Everything is immutable by default.
fn main() {
let x = 1;
x = 2; // error: re-assignment of immutable variable `x`
let nums = vec![1, 2, 3];
nums.push(4); // error: cannot borrow immutable local variable `nums` as mutable
}You can make a variable mutable using mut.
Then you can assign to the variable;
if it's a type that has fields, you can assign to those;
and if it has any mutating methods, you can call them.
let mut nums = vec![1, 2, 3];
nums.push(4); // this is OKSo where some langauges
have mutable and immutable variants of types
(Python has mutable lists and immutable tuples),
Rust has a single type Vec
and your Vec can be declared either mutable or immutable.
A Vec can be mutable while you're building it,
and then you can return the finished Vec
and the caller can treat it as immutable from then on.
fn all_pairs(a: &[i32], b: &[i32]) -> Vec<(i32, i32)> {
// Build a vector. Note that result is mutable throughout.
let mut result = Vec::new();
for &i in a {
for &j in b {
result.push((i, j));
}
}
result
}
fn main() {
// Now we'll call that function, and assign result to a non-mut variable.
// This makes the Vec immutable! The data is *not* copied;
// it's the same buffer. But the mutable methods are inaccessible.

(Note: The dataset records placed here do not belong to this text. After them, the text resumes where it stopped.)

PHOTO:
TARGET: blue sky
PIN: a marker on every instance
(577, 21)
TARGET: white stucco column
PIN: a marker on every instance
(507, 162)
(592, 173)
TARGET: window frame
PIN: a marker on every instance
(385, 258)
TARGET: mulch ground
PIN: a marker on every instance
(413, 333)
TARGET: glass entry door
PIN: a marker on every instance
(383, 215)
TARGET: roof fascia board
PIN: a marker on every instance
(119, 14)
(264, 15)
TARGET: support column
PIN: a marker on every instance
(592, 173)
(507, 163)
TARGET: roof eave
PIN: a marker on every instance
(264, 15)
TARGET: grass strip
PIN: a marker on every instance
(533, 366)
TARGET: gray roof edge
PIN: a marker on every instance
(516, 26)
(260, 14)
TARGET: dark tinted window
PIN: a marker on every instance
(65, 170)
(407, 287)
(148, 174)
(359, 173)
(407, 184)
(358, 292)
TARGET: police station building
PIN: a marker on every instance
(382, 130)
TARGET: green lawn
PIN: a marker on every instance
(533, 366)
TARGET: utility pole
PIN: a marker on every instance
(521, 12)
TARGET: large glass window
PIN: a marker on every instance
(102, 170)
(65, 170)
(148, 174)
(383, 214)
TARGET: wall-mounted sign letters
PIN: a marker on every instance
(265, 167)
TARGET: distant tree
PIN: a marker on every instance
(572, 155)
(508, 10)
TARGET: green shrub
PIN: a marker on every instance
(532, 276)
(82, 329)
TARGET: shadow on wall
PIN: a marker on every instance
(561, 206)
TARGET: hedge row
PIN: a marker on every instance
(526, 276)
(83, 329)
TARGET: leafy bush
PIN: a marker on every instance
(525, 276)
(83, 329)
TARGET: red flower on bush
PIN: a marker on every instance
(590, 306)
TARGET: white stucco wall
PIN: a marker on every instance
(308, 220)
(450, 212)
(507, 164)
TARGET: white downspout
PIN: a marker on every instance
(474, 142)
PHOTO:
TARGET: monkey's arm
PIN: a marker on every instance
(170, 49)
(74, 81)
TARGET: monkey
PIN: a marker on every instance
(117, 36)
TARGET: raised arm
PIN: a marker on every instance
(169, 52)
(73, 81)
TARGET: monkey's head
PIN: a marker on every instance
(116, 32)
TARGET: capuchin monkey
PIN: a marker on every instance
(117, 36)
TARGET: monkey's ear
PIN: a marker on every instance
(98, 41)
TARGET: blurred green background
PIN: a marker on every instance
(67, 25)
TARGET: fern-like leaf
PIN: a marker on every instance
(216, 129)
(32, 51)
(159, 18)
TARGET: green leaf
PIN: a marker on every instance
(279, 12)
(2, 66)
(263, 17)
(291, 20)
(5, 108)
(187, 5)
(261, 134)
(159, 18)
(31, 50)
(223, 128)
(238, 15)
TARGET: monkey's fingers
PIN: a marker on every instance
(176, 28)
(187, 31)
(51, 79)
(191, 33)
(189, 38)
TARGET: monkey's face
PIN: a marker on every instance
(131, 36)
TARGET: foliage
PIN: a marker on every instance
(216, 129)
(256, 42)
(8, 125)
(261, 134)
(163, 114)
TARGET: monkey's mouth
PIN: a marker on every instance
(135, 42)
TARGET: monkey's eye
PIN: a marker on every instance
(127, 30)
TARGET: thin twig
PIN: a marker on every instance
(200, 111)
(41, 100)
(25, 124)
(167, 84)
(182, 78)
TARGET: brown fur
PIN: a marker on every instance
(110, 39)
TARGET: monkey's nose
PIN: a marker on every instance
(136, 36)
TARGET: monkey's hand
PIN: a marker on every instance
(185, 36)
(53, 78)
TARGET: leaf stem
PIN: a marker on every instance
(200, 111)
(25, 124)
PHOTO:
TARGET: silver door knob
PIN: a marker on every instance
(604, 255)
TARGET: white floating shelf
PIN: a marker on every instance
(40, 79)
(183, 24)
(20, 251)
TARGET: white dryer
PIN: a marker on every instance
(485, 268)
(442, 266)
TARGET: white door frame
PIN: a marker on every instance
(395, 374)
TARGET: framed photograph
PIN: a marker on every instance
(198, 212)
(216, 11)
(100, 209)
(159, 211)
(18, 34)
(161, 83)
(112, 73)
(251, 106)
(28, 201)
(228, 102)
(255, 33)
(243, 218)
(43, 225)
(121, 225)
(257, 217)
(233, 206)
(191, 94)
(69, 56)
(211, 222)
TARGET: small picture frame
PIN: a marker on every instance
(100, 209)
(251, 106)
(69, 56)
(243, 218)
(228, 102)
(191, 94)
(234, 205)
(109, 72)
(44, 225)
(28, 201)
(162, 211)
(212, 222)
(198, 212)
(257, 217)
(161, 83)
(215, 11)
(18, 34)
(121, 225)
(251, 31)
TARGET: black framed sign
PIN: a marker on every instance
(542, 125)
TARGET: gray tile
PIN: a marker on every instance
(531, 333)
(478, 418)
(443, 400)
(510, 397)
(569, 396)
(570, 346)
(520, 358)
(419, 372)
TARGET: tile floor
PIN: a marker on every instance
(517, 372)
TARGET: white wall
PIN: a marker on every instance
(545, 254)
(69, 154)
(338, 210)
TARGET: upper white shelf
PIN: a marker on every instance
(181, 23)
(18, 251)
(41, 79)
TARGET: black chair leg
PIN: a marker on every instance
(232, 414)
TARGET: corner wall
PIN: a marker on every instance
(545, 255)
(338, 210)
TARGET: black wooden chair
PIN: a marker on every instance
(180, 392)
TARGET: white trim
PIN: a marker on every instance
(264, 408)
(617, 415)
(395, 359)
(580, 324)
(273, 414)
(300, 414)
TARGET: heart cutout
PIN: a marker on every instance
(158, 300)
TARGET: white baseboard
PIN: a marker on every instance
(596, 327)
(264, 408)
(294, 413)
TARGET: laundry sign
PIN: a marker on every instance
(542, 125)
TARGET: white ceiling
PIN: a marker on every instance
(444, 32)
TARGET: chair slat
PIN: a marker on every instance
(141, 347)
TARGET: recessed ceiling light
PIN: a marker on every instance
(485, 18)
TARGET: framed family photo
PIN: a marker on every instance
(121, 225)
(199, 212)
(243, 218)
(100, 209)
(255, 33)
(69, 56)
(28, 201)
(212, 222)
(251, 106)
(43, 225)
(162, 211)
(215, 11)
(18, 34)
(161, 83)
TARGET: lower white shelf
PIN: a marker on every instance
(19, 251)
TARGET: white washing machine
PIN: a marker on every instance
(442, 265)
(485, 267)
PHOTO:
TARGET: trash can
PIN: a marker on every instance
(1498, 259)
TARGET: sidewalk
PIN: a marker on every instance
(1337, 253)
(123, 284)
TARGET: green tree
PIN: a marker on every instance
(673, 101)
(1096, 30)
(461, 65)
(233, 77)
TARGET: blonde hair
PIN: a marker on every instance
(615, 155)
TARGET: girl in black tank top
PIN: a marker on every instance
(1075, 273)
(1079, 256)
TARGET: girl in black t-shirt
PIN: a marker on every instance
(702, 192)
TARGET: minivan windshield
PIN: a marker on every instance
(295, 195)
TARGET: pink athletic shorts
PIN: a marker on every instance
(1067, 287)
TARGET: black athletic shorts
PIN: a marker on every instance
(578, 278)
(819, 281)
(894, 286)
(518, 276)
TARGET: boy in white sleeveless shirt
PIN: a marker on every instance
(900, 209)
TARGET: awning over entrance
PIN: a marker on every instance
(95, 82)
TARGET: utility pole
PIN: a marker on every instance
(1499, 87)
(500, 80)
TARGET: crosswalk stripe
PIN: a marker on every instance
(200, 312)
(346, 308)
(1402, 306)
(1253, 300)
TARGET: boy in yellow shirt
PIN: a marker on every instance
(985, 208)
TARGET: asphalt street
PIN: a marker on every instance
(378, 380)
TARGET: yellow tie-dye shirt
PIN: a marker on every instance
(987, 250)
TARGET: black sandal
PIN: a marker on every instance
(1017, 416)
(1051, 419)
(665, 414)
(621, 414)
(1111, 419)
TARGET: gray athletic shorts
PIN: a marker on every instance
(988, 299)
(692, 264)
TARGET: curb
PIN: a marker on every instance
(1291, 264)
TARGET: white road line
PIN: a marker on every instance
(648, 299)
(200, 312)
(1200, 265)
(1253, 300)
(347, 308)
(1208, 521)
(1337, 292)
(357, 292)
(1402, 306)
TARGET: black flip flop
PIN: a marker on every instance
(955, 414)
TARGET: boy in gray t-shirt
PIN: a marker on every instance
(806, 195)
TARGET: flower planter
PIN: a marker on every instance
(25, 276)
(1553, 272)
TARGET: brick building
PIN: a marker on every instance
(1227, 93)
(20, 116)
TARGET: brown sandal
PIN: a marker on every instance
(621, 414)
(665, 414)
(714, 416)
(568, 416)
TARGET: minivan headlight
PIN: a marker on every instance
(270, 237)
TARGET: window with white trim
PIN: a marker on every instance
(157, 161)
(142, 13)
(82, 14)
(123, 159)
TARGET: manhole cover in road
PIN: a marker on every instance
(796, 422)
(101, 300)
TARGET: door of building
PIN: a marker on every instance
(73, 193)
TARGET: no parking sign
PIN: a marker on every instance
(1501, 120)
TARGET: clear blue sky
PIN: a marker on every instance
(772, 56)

let pairs = all_pairs(&[1, 2, 3], &[1, 4, 9]);
pairs.push((3, 6)); // error: immutable local variable `pairs`
}Maybe this sounds kind of... trivial. Data is immutable except when you decide you want to mutate it.
But this policy really is enforcing something that matters.
Here's the deal.
If data is shared, then it's immutable. Rust statically tracks references to data. You can only mutate data if you are the sole owner of that data and no other direct references to it exist.
So what does this mean?
You know how in JavaScript,
every node in DOM tree has a ownerDocument property
that points to the same Document object?
This means basically every node in a document has a pointer to every other node in the document,
there's no such thing as an isolated subtree of nodes.
That would not be permitted in Rust,
without climbing through some serious hoops,
because Rust forces you to choose.
You can either have all these pointers, like the DOM;
or you can have mutability.
Take your pick.
In the all_pairs example, we're allowed to mutate result
because we created it,
and this result variable owns it.
No other references exist.
Let's try an example where that is not the case.
pub fn main() {
let mut v = vec![1, 3, 5, 7, 9];
let favorite_slot = &v[3];
v.push(11); // error: `v` is also borrowed as immutable
println!("my favorite number is {}", *favorite_slot);
}In C++, you can write the same program. It compiles just fine. You get undefined behavior. (Changing the size of a C++ vector invalidates the pointer into it.)
Why does Rust have this policy? What guarantee do we get out of this? This example shows a safety benefit that should have some appeal for C++ survivors. But there's something else: If you have an immutable reference to a value, the value will not change across the lifetime of that reference.
Even if it's a reference to a whole huge subtree of objects.
Even if other threads have a reference to the same data.
A consequence of this model is that Rust's data structures tend not to share any memory.
If you want several trees, or several hash tables, or several vectors, that all have slightly different versions of the same data, tough.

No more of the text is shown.